1.2. Roses feature many important traits, including continuous flowering

Roses have important biological traits like flowering, flower architecture, flower color and scent, easy vegetative propagation and more. Some of these biological traits are also key economic characteristics of roses. Continuous flowering is such a trait. The complex but well-documented history of rose domestication mainly involves hybridization among different species of the Rosa plants (see review by Bendahmane et al. (2013)). The Chinese rose, Rosa chinensis ‘Old Blush’, contributes many key traits to current cultivated roses (Rosa x hybrida). One of these important traits is recurrent blooming (RB), also known as continuous flowering phenotype (CF; flowers continuously during the year), in contrast to the once-flowering phenotype (OF; flowering only a single period of a year). Guaranteeing a constant supply of raw materials for cut flowers, fruits and other related products, continuous flowering is a key biological trait of both roses and strawberries (Fragaria) that is economically important. Therefore, many scientists have endeavored to understand the molecular genetic control of this trait.

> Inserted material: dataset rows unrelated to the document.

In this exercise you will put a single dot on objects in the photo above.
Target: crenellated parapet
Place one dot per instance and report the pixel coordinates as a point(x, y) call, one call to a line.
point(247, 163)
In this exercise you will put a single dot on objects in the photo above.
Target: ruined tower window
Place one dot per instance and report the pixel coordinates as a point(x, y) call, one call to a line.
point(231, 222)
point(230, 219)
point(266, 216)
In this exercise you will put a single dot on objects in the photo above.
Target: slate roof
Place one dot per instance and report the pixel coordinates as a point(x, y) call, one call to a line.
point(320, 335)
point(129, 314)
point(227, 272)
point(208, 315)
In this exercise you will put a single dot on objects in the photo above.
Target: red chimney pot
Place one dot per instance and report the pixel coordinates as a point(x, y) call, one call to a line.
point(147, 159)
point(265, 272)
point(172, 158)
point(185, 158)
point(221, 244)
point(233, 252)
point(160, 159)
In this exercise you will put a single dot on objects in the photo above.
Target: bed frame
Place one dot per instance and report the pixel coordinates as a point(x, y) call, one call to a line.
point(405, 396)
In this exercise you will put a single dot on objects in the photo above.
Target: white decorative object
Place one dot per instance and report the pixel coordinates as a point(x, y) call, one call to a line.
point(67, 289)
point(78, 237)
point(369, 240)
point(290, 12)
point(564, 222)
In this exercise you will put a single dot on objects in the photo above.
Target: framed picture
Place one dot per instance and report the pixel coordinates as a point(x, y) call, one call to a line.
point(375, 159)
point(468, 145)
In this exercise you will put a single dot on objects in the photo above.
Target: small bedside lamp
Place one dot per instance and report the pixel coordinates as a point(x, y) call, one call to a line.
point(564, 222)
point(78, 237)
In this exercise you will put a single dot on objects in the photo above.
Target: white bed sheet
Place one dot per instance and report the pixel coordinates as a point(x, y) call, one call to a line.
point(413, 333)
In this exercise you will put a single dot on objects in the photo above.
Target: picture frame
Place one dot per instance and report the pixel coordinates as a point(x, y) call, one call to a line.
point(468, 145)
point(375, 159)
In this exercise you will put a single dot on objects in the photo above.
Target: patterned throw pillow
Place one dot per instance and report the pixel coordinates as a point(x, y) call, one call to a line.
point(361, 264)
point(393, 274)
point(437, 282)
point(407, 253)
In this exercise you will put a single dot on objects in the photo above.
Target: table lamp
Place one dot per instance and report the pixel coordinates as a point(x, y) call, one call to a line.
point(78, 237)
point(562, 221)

1.3. Some roses have a short life cycle

Like many shrub plants, many wild species of perennial roses start floral transition either in late autumn or early spring but flower in spring when day length and temperature are acceptable. These species normally only flower once a year, while prior to flowering they normally need several months/years of vegetative growth. However, some roses have a very short juvenile phase and start reproductive growth shortly after seed germination (Duchesne, 1766, Vries, 1976). R. chinensis ‘Old Blush’ (Hurst, 1941) represents such a case: it starts to flower with only 6–8 weeks of juvenile phase (post seed germination; Fig. 1) (Li et al., 2015b), similar to the flowering time of Arabidopsis thaliana Col-0 under long-day conditions (Andres and Coupland, 2012, Fornara et al., 2010, Hu et al., 2014). This short juvenile-phase makes rose species a suitable model species of woody plants.

Fig. 1.

Fig. 1

The construction of a new mapping population for continuous flowering (CF) with R. wichurana ‘Baye's thornless’ and R. chinensis ‘Old Blush’ as parents. R. wichurana and R. chinensis feature OF (flowering once a year) and CF behaviors, respectively. F1s between these two parents show the OF phenotype indicating the recessive nature of CF-controlling gene(s). The backcross between F1s and CF-featuring R. chinensis generates 3:1 segregating (OF to CF featuring) BC1F1s. CF-featuring BC1F1 can flower about six weeks after germination, while the OF-featuring plants need at least one year of vegetative growth prior to blooming (modified according to Li et al., 2015b).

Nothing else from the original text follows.